Server B's column has a seed of 2 and increments by 2.This will make the server use only even numbers for the identity column.
Server C's column has a seed of -1 and increments by -2.This will make the server use only odd negative numbers for the identity column.
Server D's column has a seed of -2 and increments by -2.This will make the server use only even negative numbers for the identity column.

Let's look at one final scenario where we throw eight total servers into the topology.
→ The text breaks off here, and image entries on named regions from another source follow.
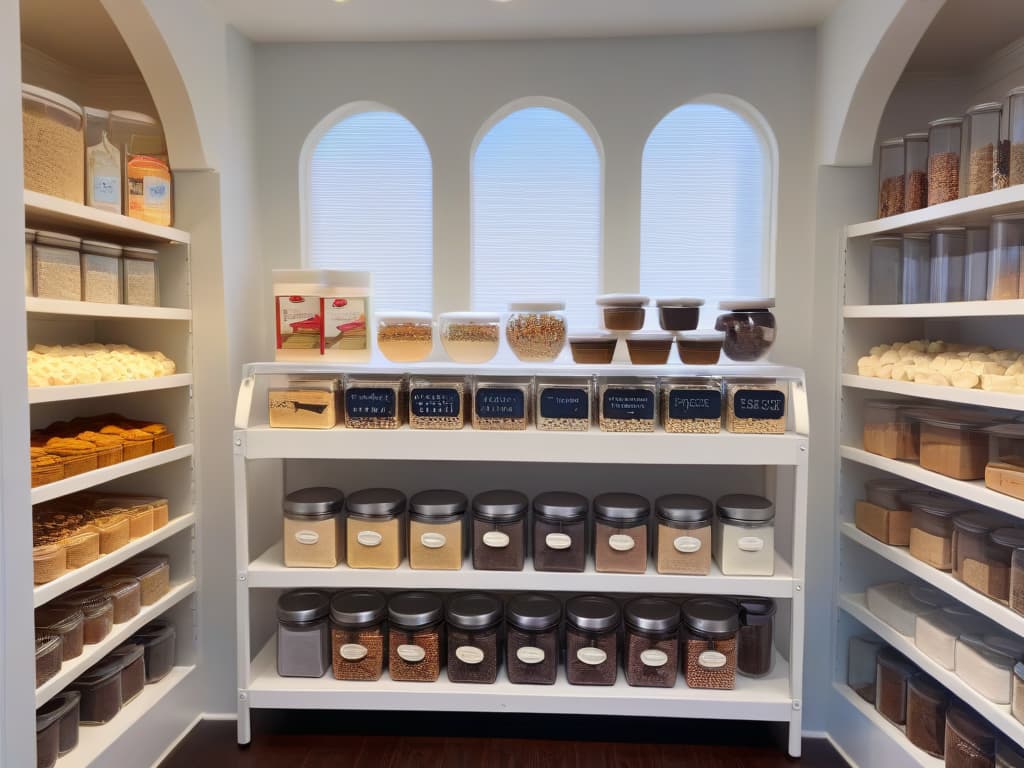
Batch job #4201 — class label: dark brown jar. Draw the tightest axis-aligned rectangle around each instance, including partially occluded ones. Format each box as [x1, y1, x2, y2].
[445, 592, 505, 683]
[565, 595, 621, 685]
[473, 490, 529, 570]
[505, 593, 562, 685]
[534, 490, 588, 572]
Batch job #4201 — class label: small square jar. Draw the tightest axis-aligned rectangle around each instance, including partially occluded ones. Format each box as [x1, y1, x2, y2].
[594, 494, 650, 573]
[565, 595, 622, 685]
[345, 488, 406, 569]
[409, 489, 469, 570]
[534, 490, 588, 573]
[278, 590, 331, 678]
[473, 490, 529, 570]
[505, 592, 562, 685]
[445, 592, 505, 684]
[654, 494, 714, 575]
[284, 487, 345, 568]
[331, 590, 387, 682]
[623, 597, 680, 688]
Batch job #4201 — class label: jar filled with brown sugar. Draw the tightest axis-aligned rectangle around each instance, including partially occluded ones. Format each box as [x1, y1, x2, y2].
[331, 590, 387, 681]
[387, 592, 444, 683]
[623, 597, 680, 688]
[505, 593, 562, 685]
[445, 592, 505, 684]
[594, 494, 650, 573]
[565, 595, 622, 685]
[473, 490, 529, 570]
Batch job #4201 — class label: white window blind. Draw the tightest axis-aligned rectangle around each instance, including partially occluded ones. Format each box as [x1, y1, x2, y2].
[640, 104, 768, 327]
[472, 106, 601, 328]
[308, 112, 433, 311]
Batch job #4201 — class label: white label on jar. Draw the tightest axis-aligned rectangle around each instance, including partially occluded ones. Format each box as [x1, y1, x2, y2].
[483, 530, 509, 549]
[455, 645, 483, 664]
[338, 643, 370, 662]
[515, 645, 545, 664]
[640, 648, 669, 667]
[355, 530, 384, 547]
[608, 534, 637, 552]
[544, 534, 572, 549]
[672, 536, 700, 554]
[577, 648, 608, 667]
[398, 645, 427, 664]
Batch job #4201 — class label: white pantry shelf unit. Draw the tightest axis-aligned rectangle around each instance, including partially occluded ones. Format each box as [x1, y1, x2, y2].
[234, 364, 808, 756]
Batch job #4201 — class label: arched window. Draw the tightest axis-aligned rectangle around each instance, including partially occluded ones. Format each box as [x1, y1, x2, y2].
[640, 103, 772, 327]
[306, 109, 433, 311]
[472, 106, 601, 328]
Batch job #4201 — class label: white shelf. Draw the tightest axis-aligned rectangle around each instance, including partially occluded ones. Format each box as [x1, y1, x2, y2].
[840, 445, 1024, 518]
[25, 296, 191, 321]
[32, 512, 196, 608]
[29, 374, 193, 404]
[32, 443, 193, 505]
[846, 184, 1024, 238]
[841, 522, 1024, 637]
[247, 639, 793, 722]
[248, 542, 794, 599]
[36, 579, 196, 709]
[25, 189, 190, 243]
[839, 594, 1024, 744]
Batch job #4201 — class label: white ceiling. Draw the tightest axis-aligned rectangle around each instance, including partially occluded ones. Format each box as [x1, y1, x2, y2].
[207, 0, 839, 42]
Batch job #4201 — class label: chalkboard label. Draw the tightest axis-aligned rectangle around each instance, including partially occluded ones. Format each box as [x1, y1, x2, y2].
[669, 389, 722, 419]
[732, 389, 785, 419]
[602, 389, 654, 421]
[541, 387, 590, 419]
[410, 387, 462, 416]
[345, 387, 394, 419]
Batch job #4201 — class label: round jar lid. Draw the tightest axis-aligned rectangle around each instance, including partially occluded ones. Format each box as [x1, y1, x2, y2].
[387, 592, 444, 630]
[445, 592, 504, 630]
[623, 597, 679, 633]
[505, 592, 562, 632]
[565, 595, 621, 632]
[534, 490, 588, 522]
[278, 590, 331, 623]
[331, 590, 387, 628]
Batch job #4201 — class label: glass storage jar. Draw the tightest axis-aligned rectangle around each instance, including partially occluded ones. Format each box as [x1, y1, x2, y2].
[505, 593, 562, 685]
[594, 494, 650, 573]
[505, 301, 566, 362]
[345, 488, 406, 569]
[565, 595, 621, 685]
[715, 298, 775, 362]
[534, 490, 588, 573]
[387, 592, 444, 683]
[654, 494, 713, 575]
[473, 490, 529, 570]
[712, 494, 775, 575]
[284, 487, 345, 568]
[439, 312, 502, 364]
[409, 489, 469, 570]
[445, 592, 505, 684]
[623, 597, 681, 688]
[331, 590, 387, 682]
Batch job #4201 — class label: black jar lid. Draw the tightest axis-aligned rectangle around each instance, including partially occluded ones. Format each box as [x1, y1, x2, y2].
[473, 490, 529, 522]
[505, 592, 562, 632]
[623, 597, 679, 633]
[345, 488, 406, 519]
[565, 595, 622, 632]
[534, 490, 589, 522]
[331, 590, 387, 628]
[445, 592, 505, 630]
[387, 592, 444, 630]
[409, 488, 469, 522]
[278, 590, 331, 624]
[594, 494, 650, 525]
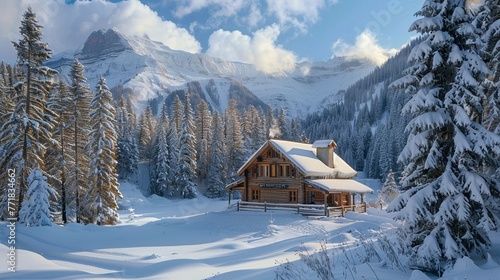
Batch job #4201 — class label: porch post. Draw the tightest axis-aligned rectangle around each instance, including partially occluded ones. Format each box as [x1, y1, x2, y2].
[324, 193, 329, 216]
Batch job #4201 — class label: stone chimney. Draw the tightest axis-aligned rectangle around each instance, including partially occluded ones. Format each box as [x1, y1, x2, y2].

We have to get even more creative to accommodate our identity columns in this scenario:

Server A's column has a seed of 1 and increments by 2.This will make the server use only odd numbers for the identity column.
Server B's column has a seed of 2 and increments by 2.This will make the server use only even numbers for the identity column.
Server C's column has a seed of -1 and increments by -2.This will make the server use only odd negative numbers for the identity column.
Server D's column has a seed of -2 and increments by -2.This will make the server use only even negative numbers for the identity column.
Server E's column has a seed of 1,000,000,001 and increments by 2.This will make the server use only odd numbers for the identity column.It also creates a range of data starting at one billion.
Server F's column has a seed of 1,000,000,002 and increments by 2.This will make the server use only even numbers for the identity column.It also creates a range of data starting at one billion.
Server G's column has a seed of -1,000,000,001 and increments by 2.This will make the server use only odd numbers for the identity column.It also creates a range of data starting at negative one billion.
Server H's column has a seed of -1,000,000,002 and increments by 2.This will make the server use only even numbers for the identity column.It also creates a range of data starting at negative one billion.

For servers E through H, I chose one billion because it's approximately half the amount of data an integer can store. Because of the complexity of these scenarios, it's extremely important to plan your design well in advance. As you add more servers to your topology, you will need to shrink the identity range slowly. In some cases, you may prefer to use the uniqueidentifier we discussed earlier to uniquely identify a column in place of the identity column. The catch is that the uniqueidentifier is 16 bytes compared to the 4-byte int field. You can also use a bigint to make your ranges larger since it's only 8 bytes in size.